Volgens Roelfsema is hij op 16 juni 1825 te Groningen gepromoveerd tot medicinae doctor met het proefschrift De fallacia visus (visuele hallucinaties) en op 27 februari 1828 tot doctor in de wis-en natuurkunde met de dissertatie Observationes quaedam de plantarum officinalium collectione et praeparatione (Waarnemingen betreffende de verzameling en het bereiden met geneeskundige planten).
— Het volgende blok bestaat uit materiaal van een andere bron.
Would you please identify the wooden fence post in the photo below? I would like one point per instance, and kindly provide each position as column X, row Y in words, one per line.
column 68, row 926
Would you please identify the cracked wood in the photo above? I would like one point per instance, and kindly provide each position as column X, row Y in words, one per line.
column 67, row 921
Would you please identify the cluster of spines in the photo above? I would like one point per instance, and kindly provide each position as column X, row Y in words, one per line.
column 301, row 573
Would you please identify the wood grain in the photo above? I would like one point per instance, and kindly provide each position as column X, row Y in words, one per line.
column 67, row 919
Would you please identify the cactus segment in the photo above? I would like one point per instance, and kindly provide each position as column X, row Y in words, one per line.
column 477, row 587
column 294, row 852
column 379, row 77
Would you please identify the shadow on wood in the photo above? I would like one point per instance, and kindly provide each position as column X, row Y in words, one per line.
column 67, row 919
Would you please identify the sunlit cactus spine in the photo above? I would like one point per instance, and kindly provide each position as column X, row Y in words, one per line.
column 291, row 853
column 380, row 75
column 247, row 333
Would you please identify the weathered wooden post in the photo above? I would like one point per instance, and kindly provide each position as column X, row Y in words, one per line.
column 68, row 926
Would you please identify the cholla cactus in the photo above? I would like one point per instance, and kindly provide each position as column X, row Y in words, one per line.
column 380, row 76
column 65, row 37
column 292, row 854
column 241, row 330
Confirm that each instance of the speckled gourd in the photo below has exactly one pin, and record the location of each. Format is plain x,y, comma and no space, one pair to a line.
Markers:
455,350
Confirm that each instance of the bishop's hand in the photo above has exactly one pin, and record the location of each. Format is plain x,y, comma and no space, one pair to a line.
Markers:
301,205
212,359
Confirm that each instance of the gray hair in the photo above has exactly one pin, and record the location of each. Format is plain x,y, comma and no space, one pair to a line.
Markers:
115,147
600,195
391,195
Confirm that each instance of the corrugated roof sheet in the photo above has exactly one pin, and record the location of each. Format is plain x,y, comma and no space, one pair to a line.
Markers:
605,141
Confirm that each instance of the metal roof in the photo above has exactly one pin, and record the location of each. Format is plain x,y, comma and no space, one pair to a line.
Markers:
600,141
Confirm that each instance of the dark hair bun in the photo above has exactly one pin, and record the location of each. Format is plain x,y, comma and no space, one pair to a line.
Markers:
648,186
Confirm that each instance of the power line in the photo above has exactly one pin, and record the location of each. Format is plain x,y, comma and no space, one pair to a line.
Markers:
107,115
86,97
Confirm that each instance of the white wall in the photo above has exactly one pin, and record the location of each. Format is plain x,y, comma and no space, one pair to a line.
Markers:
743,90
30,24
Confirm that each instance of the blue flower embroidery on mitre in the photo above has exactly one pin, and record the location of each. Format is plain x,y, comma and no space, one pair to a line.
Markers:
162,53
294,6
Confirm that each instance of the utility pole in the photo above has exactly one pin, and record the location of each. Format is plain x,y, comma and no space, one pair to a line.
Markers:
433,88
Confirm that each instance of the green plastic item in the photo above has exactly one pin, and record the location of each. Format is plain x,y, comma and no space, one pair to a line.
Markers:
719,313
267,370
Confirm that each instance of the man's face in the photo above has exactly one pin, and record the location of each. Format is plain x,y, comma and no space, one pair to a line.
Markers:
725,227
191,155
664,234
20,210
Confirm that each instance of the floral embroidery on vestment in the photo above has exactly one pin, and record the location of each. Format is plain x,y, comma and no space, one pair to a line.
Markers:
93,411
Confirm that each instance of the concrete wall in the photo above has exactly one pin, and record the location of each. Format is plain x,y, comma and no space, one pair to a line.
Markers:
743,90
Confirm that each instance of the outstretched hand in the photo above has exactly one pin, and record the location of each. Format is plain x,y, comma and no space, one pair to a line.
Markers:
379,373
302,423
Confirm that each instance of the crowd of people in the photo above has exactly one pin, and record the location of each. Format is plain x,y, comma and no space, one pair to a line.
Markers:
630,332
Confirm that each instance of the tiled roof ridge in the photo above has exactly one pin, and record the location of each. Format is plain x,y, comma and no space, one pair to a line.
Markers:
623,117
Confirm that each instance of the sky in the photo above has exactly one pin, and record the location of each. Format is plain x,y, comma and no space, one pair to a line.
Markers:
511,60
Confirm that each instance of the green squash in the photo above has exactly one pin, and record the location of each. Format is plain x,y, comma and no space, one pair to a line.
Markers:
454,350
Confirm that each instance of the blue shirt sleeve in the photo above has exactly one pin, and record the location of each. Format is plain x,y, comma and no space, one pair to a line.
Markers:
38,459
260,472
Het in Vissers brief genoemde huwelijk vindt plaats op 12 juni 1828 en is met de dan 21-jarige Bettje Witkop. Tijdens zijn dienstverband zullen uit dit huwelijk twee kinderen geboren worden:
- Anna Louize Elizabeth Sasse op 10 maart 1829, en
- Jan Sasse op 6 april 1830.

De jonge dokter komt midden in het oog van de grote medische storm die de koloniën, en met name Veenhuizen-3, zal treffen. Alle stukken daarover staan in dit overzicht.

Daarbij schrijft hij af en toe verslagen waarin hij zijn persoonlijke opvattingen of gevoelens meeneemt, zoals:
- op 27 januari 1829, zie hier,
- op 10 februari 1829, zie hier,
- op 23 februari 1829. zie hier,
- op 3 mei 1829, zie hier,
- op 8 juli 1829, zie hier,
- op 18 juli1 1829, zie hier, en
- op 31 juli 1829, zie hier.

Het conflict tussen hem en de president van de provinciale geneeskundige commissie komt aan de orde:
- op 28 maart 1829, zie hier,
- 1 en 8 april 1829, zie hier.

Door de presidenten van de geneeskundige commissies te Groningen en Overijssel wordt hij afgebrand op 31 mei 1829, zie hier.
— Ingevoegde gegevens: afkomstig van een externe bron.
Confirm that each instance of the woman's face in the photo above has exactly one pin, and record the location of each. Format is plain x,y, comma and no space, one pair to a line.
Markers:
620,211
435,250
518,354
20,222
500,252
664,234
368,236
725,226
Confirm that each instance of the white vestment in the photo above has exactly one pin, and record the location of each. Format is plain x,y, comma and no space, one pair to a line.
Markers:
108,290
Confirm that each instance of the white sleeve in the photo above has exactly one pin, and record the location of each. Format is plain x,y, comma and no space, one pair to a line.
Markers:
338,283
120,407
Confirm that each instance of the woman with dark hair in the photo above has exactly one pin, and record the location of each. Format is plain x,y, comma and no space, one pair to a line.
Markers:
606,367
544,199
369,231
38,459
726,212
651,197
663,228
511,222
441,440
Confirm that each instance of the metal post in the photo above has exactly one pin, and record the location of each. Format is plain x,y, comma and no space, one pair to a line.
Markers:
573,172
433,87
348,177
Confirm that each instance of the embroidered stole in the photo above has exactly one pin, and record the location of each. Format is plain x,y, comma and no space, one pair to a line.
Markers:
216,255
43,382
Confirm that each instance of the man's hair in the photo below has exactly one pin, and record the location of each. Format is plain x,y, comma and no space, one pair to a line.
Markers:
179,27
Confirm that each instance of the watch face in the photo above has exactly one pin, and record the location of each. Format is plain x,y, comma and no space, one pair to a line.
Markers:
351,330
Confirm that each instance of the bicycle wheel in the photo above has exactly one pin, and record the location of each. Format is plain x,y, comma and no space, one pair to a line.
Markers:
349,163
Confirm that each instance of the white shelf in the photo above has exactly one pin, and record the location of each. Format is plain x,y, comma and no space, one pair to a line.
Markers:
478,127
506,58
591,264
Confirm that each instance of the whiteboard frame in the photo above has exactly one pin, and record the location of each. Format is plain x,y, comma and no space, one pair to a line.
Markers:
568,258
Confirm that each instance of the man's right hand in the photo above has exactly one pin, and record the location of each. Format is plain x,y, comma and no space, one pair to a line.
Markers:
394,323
Hij neemt per 1 mei 1830 ontslag, dus na achttien maanden. Volgens Roelfsema is zijn ontslagbrief van 24 februari 1830 en schrijft hij daarin dat hij in zijn vak geen bevelen kon opvolgen ‘van menschen die er volstrekt leeken in zijn’. Daarmee doelt hij op de hiërarchische situatie waarbij de arts ondergeschikt moet zijn aan de adjunct-directeur van het gesticht. Volgens Roelfsema eindigt hij zijn brief met de woorden ‘Moge de Perm.commissie naar eenen Geneesheer omzien die laag genoeg is zich soortgelijke aanmatigingen te laten welgevallen.’

Buiten de orde

In principe schrijf ik op dez bladzijden alleen over koloniale gebeurtenissen, maar ik pak hier ook even de informatie mee die ik kreeg van de Oudheidkundige Vereniging Het Schermereiland, want dokter Sasse duikt later op als geneesheer in De Rijp. Dat is niet zo'n hele grote plaats, dus daar werken als arts zal geen vetpot geweest zijn.
Hij woont en praktizeert van 1840 tot ca. 1860 op de Rechtestraat nr. 36, in hetzelfde pand als waar het schrijversduo Betje Wolff en Aagje Deken van 1778-1782 gewoond heeft. Vanaf 1860 tot aan zijn dood in 1871 heeft Sasse gewoond in de voormalige pastorie op Oosteinde nummer 1. Zijn echtgenote Bettje Witkop vertrekt daar in 1876.